Zwei Bücher, die ich beide in den
letzten Wochen las, versetzten mich ins Mittelalter, genau genommen ins 14.
Jahrhundert. Durch den SPIEGEL wurde ich aufmerksam gemacht auf Erich
Follaths Buch Jenseits
aller Grenzen ̶ Auf
den Spuren des großen Abenteurers Ibn Battuta durch die Welt des Islam (2016, 529 S.). Schon lange war mir der Titel von Barbara Tuchmans Bestseller Der ferne
Spiegel ̶ Das
dramatische 14. Jahrhundert (2010,
751 S.) bekannt. Das englische Original erschien bereits 1978. Es hieß A Distant Mirror: The Calamitous Fourteenth
Century. Es gilt als moderner Klassiker der Geschichtsschreibung. Tuchmans Stil
hat viele Nachahmer gefunden. Ein sehr bekannter ist Umberto Eco mit Der Name der Rose. Da das Buch als Teil
meines eBuch-Abos zur Verfügung stand, habe ich es jetzt gelesen. Die
Handelnden in beiden Büchern waren Zeitgenossen. Ich finde daher eine
Gegenüberstellung sehr reizvoll. Gerade jetzt, wo der Islam oft Anlass von
Sorge und Kritik ist, wirkt der Vergleich direkt beruhigend.

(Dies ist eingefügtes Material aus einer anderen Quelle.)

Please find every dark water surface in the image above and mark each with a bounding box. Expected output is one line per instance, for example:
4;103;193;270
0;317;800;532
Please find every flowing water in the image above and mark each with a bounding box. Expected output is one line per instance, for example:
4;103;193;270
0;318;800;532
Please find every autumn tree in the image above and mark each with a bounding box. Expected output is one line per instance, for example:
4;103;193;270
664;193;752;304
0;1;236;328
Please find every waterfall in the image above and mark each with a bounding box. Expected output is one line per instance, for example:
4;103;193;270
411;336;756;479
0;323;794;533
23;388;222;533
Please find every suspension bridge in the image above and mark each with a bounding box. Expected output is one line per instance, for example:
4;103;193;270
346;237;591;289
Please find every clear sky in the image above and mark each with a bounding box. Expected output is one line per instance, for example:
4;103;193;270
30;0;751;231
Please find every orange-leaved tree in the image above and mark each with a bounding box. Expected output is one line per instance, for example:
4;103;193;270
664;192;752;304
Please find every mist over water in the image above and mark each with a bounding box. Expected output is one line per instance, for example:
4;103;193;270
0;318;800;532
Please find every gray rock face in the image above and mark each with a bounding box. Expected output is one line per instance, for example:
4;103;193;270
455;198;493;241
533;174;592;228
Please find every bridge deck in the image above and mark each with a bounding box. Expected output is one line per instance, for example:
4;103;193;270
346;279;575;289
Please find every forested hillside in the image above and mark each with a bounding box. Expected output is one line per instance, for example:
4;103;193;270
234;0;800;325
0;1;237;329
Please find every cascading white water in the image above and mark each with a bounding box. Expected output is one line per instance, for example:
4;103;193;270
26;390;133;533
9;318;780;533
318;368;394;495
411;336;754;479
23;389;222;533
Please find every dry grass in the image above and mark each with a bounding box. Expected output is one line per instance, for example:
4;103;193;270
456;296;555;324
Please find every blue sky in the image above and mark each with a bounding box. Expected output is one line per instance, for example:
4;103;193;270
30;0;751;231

Islam als Religion des Fortschritts und
der Völkerverbindung
Ich kannte Ibn Battuta schon lange dem
Namen nach. Er hatte nicht viel später als Marco Polo eine ähnlich
bemerkenswerte Reise gemacht. Das Buch von Follath erzählt nicht nur die Reise
nach. Der Autor besucht einige der Orte und beschreibt die heutige Situation.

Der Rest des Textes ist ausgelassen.